The glucose-lowering activity of LPP and αB-lir.
The glucose-lowering effects (IPGTT) of LPP (A) and αB-lir (B) were studied. A single-dose of the LPP (200 μg/kg body weight) and the αB-lir hybrid protein (1.4 mg/kg body weight) was injected to the mice and the blood glucose concentration was measured during 120 minutes [46]. The concentration of injected glucose was 1.5 mg/g body weight of the normal mice, and the injection was done at time zero. In the case of αB-lir, the blood glucose level was monitored after 24 hours of the initial injection. The blood glucose levels of STZ-induced diabetic mice (n = 6) were also measured after a single-dose, 200 μg/kg and 1.4 mg/kg body weight, respectively, for the injection of the LPP (C) and αB-lir (D). The data were significantly different from the control group (p<0.05).
Fig 8.
The analyses of the insulin induced secretion of LPP and αB-lir.

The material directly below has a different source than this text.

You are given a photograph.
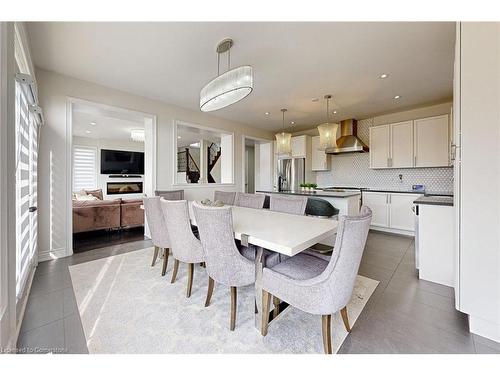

The effect of LPP (200 μg/kg body weight) (A) and αB-lir (1.4 mg/kg body weight) (B) on stimulation of the insulin secretion was studied by a single-dose injection. The plasma insulin levels of normal mice (n = 6) were measured by an appropriate insulin ELISA kit [51]. In the case of αB-lir, the plasma insulin level was monitored after the initial injection. The glucose concentration was 1.5 mg/g body weight of normal mice as injected at the time zero. All data were significantly different from the control group (p<0.05).